Friday, June 26, 2015

He Kept At It

I sometimes wonder how Jesus did it. As I look around I see so much that is just wrong. There are so many people whose lives are just busted. They're not working right. And as a result, there are so many whose lives qualify as 'a wasted life'. There is so much that they could be, but they aren't, and if things continue as they have, they never will be. As I look at that, it gets me down. I find it so incredibly sad.

I have found myself wondering, 'How did Jesus do it?' He lived in the same messed up world that I do. He saw, to a much greater degree than I can, the ugliness of a once-beautiful creation. He saw the wasted lives and what that meant. How did He manage to keep on going in the face of all of that? Why didn't He just give up?

As I considered this, I remembered that time when He cried over a city full of people whose lives were being wasted, people to whom He had come to rescue them from all of that, people who rejected Him and people He condemned to their foolishness. It makes sense that He cried. I really do understand that. But then I thought, 'What did He do after that?' I figured that answering that question could be very helpful for me. So, I looked it up.

And he entered the temple and began to drive out those who sold, saying to them, “It is written, ‘My house shall be a house of prayer,’ but you have made it a den of robbers.” And he was teaching daily in the temple. (Luke 19.45ff.)

Well, what He didn't do was stop. He didn't give up. And I found that so very helpful. He kept at it.

For one thing, He confronted the false teachers who were doing such damage to people's lives. And He did that quite violently, flipping tables and swinging a whip in the Temple. And then, He kept on teaching. He did that even though He knew that they weren't getting it and that most of them wouldn't get it. That, after all, was why He had been crying over them. And I found that helpful too.

So, this is what I've taken away from all of this. It's good and right for me to weep over the many who could live a life worth living but don't. It's okay for me to weep. 

But as I do that, I also need to keep at it, just like Jesus did. There are those who need to be confronted. And while I may not flip a bunch of tables somewhere, I do need to express the anger I feel at those who deserve it. I'm not good at that. It's something I have to learn. But I think that seeing more and more clearly the damage that these modern false teachers cause in the lives of those many - I think that that will help me to feel free to express my anger. I just hope that I will be able to express it wisely, like Jesus did.

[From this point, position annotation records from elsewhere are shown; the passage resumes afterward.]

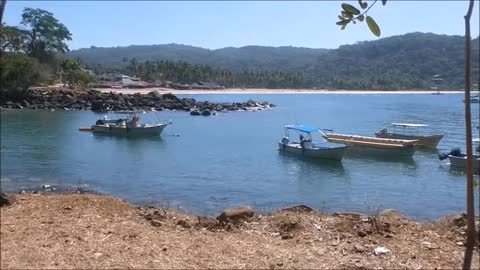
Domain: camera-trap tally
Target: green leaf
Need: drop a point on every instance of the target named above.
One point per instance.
(347, 15)
(362, 4)
(350, 9)
(373, 26)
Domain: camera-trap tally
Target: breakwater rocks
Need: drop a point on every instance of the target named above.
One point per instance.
(102, 102)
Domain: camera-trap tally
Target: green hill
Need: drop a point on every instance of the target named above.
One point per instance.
(400, 62)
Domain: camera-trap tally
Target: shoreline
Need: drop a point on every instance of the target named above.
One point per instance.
(100, 231)
(269, 91)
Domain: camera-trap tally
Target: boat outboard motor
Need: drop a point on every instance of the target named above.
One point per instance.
(454, 152)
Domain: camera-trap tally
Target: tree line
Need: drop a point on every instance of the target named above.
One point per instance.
(34, 54)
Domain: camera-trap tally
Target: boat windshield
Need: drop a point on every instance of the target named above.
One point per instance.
(306, 130)
(407, 128)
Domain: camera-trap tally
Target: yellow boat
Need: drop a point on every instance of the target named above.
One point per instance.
(374, 146)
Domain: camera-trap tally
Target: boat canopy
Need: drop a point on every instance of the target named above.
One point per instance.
(302, 128)
(408, 125)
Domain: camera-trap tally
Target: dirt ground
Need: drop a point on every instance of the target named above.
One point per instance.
(93, 231)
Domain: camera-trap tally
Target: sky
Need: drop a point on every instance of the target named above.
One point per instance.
(218, 24)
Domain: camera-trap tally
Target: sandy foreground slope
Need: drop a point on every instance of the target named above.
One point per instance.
(94, 231)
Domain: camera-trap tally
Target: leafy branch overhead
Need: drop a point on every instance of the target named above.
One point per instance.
(351, 14)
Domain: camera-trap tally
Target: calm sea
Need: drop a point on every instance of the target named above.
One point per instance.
(205, 164)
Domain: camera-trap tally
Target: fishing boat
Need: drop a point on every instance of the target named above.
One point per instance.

And then, Jesus just kept on teaching - even though. And I need to do the same - even though. I can't help but think that Jesus' attitude in this was that the little dent He made when He taught in the Temple would be followed up by the dents that others after Him would make. I want to make a dent. Actually, I want to make a crater. But I will be content if I can add my dent to the dents that others have made, and to do that in the hope that others will follow and add their dents until it actually becomes a crater - a multitude of lives changed so that they might lead lives that are not at all wasted.

I think that this is what kept Jesus going in the face of such ugliness, and I hope that it will keep me going.